Change in cost classification: some costs included as operating expenses in 2008 may have been classified as cost of sales in 2009 (if intentional and material this should be treated as a change in accounting policy) – for example it may be worth checking that depreciation has been properly charged to operating expenses in 2009.
he new supplier may have put his prices up during the year; due to market conditions the company may have felt it could not pass these increases on to its customers.
(iii) Note – all monetary figures in $’000
Debtors’ collection period in 2008: 2,800/28,500 x 365 = 35·9 days
Applying the 35·9 days collection period to the credit sales made in 2009:
53,000 x 35·9/365 = 5,213, the actual debtors are 7,800 thus potentially increasing the bank balance by 2,587
A similar exercise with the trade creditors’ payment period in 2008: 4,500/33,000 x 365 = 49·8 days
Note the 33,000 above is the cost of sales for 2008. This was the same as the credit purchases as there was no change in the value of stock. However, in 2009 the credit purchases will be 44,600 (43,800 + 5,200 closing stock – 4,400 opening stock).

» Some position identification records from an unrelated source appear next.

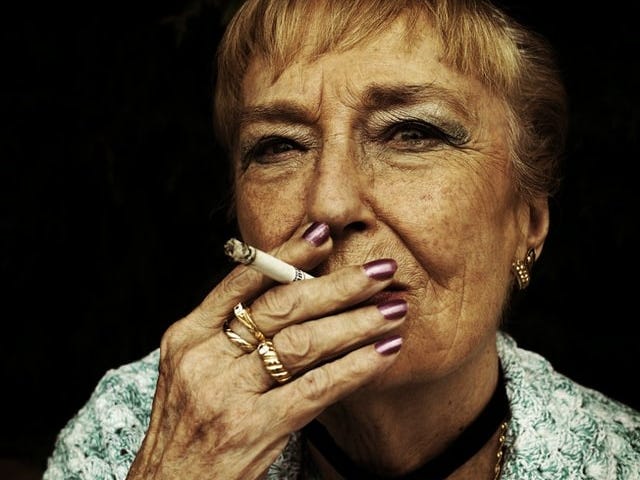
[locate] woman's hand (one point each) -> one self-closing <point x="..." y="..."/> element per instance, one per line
<point x="217" y="413"/>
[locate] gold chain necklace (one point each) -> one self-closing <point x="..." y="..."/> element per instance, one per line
<point x="500" y="455"/>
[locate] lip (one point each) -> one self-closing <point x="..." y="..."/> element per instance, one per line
<point x="392" y="292"/>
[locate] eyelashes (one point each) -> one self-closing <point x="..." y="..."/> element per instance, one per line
<point x="407" y="135"/>
<point x="416" y="135"/>
<point x="270" y="149"/>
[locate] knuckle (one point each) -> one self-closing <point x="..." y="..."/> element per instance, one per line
<point x="280" y="304"/>
<point x="314" y="385"/>
<point x="294" y="344"/>
<point x="345" y="286"/>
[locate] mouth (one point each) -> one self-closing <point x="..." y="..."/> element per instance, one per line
<point x="395" y="291"/>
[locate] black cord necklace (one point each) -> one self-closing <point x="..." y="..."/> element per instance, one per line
<point x="470" y="441"/>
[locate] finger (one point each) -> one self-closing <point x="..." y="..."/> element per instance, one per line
<point x="303" y="250"/>
<point x="305" y="345"/>
<point x="285" y="305"/>
<point x="304" y="398"/>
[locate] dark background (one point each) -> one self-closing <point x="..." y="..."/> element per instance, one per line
<point x="112" y="200"/>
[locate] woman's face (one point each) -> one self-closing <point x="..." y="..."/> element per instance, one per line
<point x="403" y="158"/>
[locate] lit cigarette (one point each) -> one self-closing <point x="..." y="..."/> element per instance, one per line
<point x="271" y="266"/>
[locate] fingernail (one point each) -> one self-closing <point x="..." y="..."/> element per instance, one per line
<point x="316" y="234"/>
<point x="381" y="269"/>
<point x="389" y="345"/>
<point x="393" y="309"/>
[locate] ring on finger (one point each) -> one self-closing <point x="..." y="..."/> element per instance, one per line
<point x="272" y="362"/>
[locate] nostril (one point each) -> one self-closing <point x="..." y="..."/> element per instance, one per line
<point x="357" y="226"/>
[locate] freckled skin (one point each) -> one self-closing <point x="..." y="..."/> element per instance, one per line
<point x="402" y="158"/>
<point x="447" y="215"/>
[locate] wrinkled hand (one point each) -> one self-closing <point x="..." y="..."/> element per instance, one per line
<point x="217" y="413"/>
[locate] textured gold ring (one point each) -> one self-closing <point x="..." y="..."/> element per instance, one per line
<point x="272" y="362"/>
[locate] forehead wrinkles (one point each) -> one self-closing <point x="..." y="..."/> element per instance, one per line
<point x="303" y="93"/>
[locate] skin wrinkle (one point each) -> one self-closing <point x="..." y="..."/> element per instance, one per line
<point x="440" y="242"/>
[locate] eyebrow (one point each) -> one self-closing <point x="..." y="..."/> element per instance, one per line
<point x="386" y="97"/>
<point x="282" y="111"/>
<point x="376" y="98"/>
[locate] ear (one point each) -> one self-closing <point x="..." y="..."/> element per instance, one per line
<point x="536" y="228"/>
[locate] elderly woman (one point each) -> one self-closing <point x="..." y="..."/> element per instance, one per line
<point x="403" y="153"/>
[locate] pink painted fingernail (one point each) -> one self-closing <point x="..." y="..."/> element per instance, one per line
<point x="316" y="234"/>
<point x="381" y="269"/>
<point x="389" y="346"/>
<point x="393" y="309"/>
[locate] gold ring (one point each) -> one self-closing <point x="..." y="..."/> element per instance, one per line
<point x="272" y="362"/>
<point x="237" y="339"/>
<point x="244" y="316"/>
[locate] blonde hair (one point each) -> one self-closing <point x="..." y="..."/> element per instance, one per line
<point x="477" y="39"/>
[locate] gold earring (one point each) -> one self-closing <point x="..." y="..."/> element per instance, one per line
<point x="522" y="269"/>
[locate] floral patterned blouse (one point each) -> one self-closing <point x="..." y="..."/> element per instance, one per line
<point x="559" y="430"/>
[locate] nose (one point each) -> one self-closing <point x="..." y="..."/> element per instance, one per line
<point x="338" y="191"/>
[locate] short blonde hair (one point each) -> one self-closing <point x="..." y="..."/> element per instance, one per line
<point x="477" y="39"/>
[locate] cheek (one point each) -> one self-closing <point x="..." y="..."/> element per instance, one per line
<point x="267" y="213"/>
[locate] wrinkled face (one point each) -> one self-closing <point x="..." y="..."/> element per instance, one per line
<point x="404" y="158"/>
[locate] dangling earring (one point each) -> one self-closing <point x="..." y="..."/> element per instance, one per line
<point x="522" y="269"/>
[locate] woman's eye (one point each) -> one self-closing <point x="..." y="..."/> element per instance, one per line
<point x="415" y="135"/>
<point x="272" y="148"/>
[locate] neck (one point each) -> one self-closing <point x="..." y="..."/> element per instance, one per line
<point x="397" y="431"/>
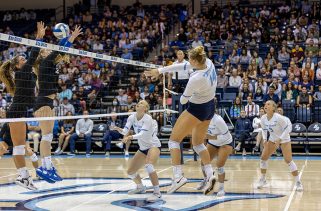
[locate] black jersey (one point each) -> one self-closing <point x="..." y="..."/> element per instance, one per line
<point x="48" y="75"/>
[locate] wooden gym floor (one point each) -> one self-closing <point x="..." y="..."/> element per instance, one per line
<point x="98" y="183"/>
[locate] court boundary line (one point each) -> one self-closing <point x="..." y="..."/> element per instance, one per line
<point x="288" y="204"/>
<point x="122" y="187"/>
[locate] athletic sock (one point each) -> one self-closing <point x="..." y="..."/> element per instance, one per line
<point x="23" y="172"/>
<point x="208" y="170"/>
<point x="177" y="171"/>
<point x="156" y="189"/>
<point x="48" y="163"/>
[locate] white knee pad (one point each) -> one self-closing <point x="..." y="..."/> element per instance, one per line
<point x="199" y="148"/>
<point x="48" y="137"/>
<point x="220" y="170"/>
<point x="149" y="168"/>
<point x="34" y="157"/>
<point x="173" y="145"/>
<point x="263" y="164"/>
<point x="19" y="150"/>
<point x="292" y="166"/>
<point x="132" y="176"/>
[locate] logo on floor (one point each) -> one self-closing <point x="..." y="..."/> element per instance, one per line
<point x="99" y="193"/>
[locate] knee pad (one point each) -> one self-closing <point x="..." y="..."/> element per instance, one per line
<point x="292" y="166"/>
<point x="149" y="168"/>
<point x="173" y="145"/>
<point x="34" y="157"/>
<point x="48" y="137"/>
<point x="220" y="170"/>
<point x="132" y="176"/>
<point x="263" y="164"/>
<point x="19" y="150"/>
<point x="199" y="148"/>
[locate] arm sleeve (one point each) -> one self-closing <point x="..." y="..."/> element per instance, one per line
<point x="176" y="68"/>
<point x="2" y="132"/>
<point x="264" y="130"/>
<point x="145" y="128"/>
<point x="189" y="90"/>
<point x="77" y="127"/>
<point x="128" y="125"/>
<point x="90" y="129"/>
<point x="287" y="128"/>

Applying the 49·8 days payment period to purchases made in 2009 gives:
44,600 x 49·8/365 = 6,085, the actual creditors are 4,200 thus potentially increasing the bank balance by 1,885.
Inevitably a shortening of the period of credit offered by suppliers and lengthening the credit offered to customers will put a strain on cash resources. For Coaltown the combination of maintaining the same credit periods for both trade receivables and payables would have led to a reduction in cash outflows of 4,472 (2,587 + 1,885), which would have eliminated the overdraft of 3,600 leaving a balance in hand of 872.